Einstein miró de nuevo la naranja. Y al caniche. Al caniche, a la naranja. Y por primera vez, algo parecido a una emoción sacudió su cuerpo libre de pelaje. Algo le hizo vibrar, bullir la sangre que llevaba dentro. Su corazón parecía a punto de explotar.
El caniche le miró altivo, con la naturalidad del que sabe que los gatos temen a los perros. No este gato. Einstein tenía demasiado bagaje como para dejarse impresionar por semejante criatura. Saltó sobre el can antes de que el pensamiento asaltara su mente. Le introdujo la naranja entre los morros, presionando bien hasta el fondo, con una expresión tan salvaje que al ver su propio rostro reflejado en el cristal del escaparate de una mercería, se sorprendió a sí mismo. Empujó y empujó, hasta asegurarse de que el fruto no podría ser escupido. Observó con media sonrisa la vida escaparse de esos ojos sin pupila, negros como la misma muerte que recogió su alma vencida, negros como su piel.
A partir de ahí se dedicaria a perfeccionar su técnica, como todo buen psicokiller. Era el despertar de sus emociones, de lo único que hacía palpitar el hasta entonces lánguido corazón que ocupaba algún lugar de su anatomía felina. Con cada vida que tomaba se sentía más vivo que nunca, como si el sólo propósito de su existencia fuese matar.
Era fácil ser gato y asesino en serie. ¿Quién iba a sospechar de él? ¿Quién iba cuestionarse las desapariciones de unos animalillos? Las sombras de la noche y los barrios bajos se convirtieron en su zona de ocio habitual. Porque eso era lo que matar significaba para Einstein: un puro esparcimiento.

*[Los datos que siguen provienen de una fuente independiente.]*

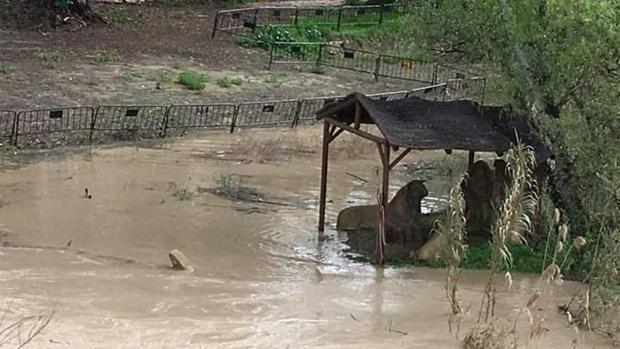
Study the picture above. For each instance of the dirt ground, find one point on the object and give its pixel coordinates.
(137, 58)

Era fácil ser gato y asesino en serie. ¿Quién iba a sospechar de él? ¿Quién iba cuestionarse las desapariciones de unos animalillos? Las sombras de la noche y los barrios bajos se convirtieron en su zona de ocio habitual. Porque eso era lo que matar significaba para Einstein: un puro esparcimiento.

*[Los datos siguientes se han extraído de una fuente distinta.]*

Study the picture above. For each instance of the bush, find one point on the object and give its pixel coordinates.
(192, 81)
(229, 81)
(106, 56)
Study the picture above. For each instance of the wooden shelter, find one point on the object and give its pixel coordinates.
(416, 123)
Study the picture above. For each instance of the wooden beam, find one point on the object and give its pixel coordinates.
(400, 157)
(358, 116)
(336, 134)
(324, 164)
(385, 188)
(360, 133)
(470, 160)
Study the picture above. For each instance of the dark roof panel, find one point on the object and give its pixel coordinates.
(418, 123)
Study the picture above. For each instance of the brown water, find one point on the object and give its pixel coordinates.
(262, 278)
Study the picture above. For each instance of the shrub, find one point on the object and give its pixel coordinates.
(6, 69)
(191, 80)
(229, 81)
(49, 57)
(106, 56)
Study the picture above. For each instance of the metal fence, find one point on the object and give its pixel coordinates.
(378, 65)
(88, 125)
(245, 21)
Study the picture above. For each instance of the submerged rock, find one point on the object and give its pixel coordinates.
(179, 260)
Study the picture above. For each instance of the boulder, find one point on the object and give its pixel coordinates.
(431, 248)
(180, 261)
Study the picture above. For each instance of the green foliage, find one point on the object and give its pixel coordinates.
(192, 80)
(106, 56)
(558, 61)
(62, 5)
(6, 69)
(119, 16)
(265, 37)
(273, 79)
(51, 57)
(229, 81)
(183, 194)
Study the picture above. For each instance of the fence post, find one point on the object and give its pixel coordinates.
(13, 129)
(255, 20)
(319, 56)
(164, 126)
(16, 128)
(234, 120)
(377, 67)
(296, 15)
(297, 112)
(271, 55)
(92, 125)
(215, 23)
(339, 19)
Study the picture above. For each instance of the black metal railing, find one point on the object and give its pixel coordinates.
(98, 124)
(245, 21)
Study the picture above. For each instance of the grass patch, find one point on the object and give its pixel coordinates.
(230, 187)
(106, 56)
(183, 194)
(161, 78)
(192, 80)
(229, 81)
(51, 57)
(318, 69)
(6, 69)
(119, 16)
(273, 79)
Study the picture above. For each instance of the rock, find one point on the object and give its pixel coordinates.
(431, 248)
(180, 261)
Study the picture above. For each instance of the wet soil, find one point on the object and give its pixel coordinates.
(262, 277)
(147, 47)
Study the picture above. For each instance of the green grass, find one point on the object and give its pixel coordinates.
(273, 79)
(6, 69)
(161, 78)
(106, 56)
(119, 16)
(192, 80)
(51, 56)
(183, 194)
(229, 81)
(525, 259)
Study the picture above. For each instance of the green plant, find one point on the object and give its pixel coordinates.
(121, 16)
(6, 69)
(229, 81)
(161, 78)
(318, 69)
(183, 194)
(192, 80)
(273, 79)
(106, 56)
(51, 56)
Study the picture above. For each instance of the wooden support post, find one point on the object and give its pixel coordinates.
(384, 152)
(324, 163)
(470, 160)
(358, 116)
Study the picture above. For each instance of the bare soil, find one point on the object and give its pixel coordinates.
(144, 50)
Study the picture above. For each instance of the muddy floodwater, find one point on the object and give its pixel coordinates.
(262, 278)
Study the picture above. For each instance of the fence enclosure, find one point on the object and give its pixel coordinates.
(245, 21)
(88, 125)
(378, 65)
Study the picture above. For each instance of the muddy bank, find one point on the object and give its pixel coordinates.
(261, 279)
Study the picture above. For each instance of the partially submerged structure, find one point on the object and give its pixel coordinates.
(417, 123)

Buscaba a sus víctimas con cuidado. Seleccionaba a su presa, la sometía a seguimiento, y cuando se aseguraba de no ser observado ni haber dejado huellas rastreables, la acorralaba y acababa con ella. En el recuento de sus víctimas había tres caniches, dos perros sarnosos en las últimas, algunas ratas de río (si no había más remedio) y unos 14-15 gatos de diferentes razas y poca embergadura.
Hasta que apareció el Llamas en su vida. Lo encontró una noche, cuando volvía de una de sus fechorías. Tenía sangre en una de las puntiagudas orejas (la cosa se había complicado inesperadamente cuando su presa había tratado de defenderse de un zarpazo), y el Llamas pensó que estaba malherido. Lo llevó a su casa, un apartamento bastante bien amueblado sobre su garito, y le lavó la sangre. Admirando la elegancia exótica de su raza, decidió quedárselo a pesar de que nunca le habían gustado los gatos, y Einstein jamás intentó escapar. Tenía buena comida, un lugar seco donde dormir, una mano que le mantenía libre de pulgas y garrapatas y la posibilidad de encontrar mejores presas en las sórdidas callejuelas que rodeaban al Club de los 7 Pelagatos.
Y pronto descubriría el poder fetiche de mordisquear los tobillos perfumados de las putas del barrio.
15 comentarios:
No me extraña que Einstein acabara con el caniche. Entre el calor, los Cantores de Híspalis, la naranja espachurrada y toda la calle pegajosa, tener que aguantar que una estopa blanca con patas te mire altivo debe resultar insoportable. Mas aún teniendo en cuenta que el pobre Einstein acabó en la calle por culpa de no tener el perfecto pedigree en su piel. Seguro que eso siempre lo tuvo en el subconsciente. En la mente de todo psicokiller siempre hay un bolsillo cerrado de la memoria que de repente se abre cuando el más mínimo desencadenante lo provoca...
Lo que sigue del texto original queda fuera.